The conference, according to Health Canada literature, aims to “develop a framework that will help prevent and reduce Lyme disease-related health risks to Canadians” and will focus on medical surveillance for tracking, standardizing educational material for Canadian public health providers to use, to increase national awareness of the disease and establish better guidelines for treatment, prevention, identification  and management.

“I am hoping to help them know how to handle the disease,” Kilgallen said, with tears. “I don’t want anybody else to ever have to suffer through this. If they had looked at my head and found that tick, and if they believed in Lyme disease, five weeks of antibiotics and I would have been better. And now I don’t even know what’s going to happen.”

tom.zytaruk@thenownewspaper.com

 

MORE YOU NEED TO KNOW ABOUT LYME DISEASE

 

The number of reported cases of Lyme disease in Canada is growing, from 128 known cases in 2009 to 707 cases in 2015.

The federal government lays out the risks associated to contracting this malady, what its symptoms are, and the precautions you can take to avoid it, at healthycanadians.gc.ca

When it comes to transmission, blacklegged deer ticks, which unfortunately thrive in southern British Columbia, are the culprit.  These disgusting creepy crawlies are dark reddish-brown, changing hues as they feed and are dark grey-brown when stuffed with blood. A fully fed tick is egg-shaped and about a centimetre long.

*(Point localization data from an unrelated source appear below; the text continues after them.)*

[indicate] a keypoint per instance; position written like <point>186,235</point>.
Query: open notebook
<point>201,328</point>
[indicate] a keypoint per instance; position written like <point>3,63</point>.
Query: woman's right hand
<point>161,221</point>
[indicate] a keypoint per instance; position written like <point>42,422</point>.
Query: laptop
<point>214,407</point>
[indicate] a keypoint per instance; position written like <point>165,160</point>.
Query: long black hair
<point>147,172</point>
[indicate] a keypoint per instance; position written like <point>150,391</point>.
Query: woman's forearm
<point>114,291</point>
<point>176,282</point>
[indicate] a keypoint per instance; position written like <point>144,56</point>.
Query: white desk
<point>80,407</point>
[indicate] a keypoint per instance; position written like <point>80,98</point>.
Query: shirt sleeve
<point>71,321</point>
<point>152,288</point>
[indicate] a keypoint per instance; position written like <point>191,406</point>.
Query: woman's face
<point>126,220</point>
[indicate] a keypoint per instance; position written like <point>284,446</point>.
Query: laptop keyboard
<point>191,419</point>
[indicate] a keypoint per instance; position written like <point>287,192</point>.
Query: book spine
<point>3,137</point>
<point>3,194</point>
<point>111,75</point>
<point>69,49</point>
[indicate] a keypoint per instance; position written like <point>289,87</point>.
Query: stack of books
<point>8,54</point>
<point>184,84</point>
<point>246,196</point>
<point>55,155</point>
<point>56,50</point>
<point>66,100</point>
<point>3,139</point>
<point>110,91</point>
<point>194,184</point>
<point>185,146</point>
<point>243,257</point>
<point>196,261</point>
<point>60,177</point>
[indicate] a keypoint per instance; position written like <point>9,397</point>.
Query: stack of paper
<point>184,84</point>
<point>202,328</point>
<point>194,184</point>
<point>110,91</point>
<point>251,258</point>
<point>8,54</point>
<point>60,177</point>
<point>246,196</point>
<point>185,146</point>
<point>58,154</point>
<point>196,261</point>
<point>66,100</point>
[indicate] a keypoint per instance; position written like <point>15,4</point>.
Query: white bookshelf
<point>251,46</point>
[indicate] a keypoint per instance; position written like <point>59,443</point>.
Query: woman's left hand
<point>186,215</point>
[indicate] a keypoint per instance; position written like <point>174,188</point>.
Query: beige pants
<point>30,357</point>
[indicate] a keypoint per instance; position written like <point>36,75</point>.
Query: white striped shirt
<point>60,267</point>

These ticks carry a type of bacteria called borrelia burgdorferi after feeding on infected wildlife like deer, birds, mice or squirrels. You might not even know you’ve been bitten because the ticks are so small and their bite is typically painless.

Some symptoms are fatigue, fever, chills, headaches, muscle and join pain, spasms, weakness, numbness or tingling, swollen lymph nodes, skin rashes, cognitive dysfunction, dizziness, nervous system disorders, arthritis, and heart palpitations. And, though not common, death.

It can be beat with two to four weeks of antibiotics if diagnosed early. Removing ticks within 24 to 36 hours usually prevents infection. Here’s how it’s done: Using clean tweezers, grapes the tick’s head as close as possible to the skin and slowly pull it straight out. Then, wash the bite with soap and water or disinfect with alcohol, and hope for the best.

Outdoor enthusiasts — such as hunters, golfers, campers, fishermen and hikers — are most at risk of getting bit. The government recommends using insect repellents that contain DEET or Icaridin. But in town, some good ways to reduce tick habitats is to keep your lawn mowed, move woodpiles and bird feeders away from your home, keep your dogs and cats out of the woods, move children’s swings and sandboxes away from any forest edge and trim tree branches and shrubs around your lawn edge to let in more sunlight.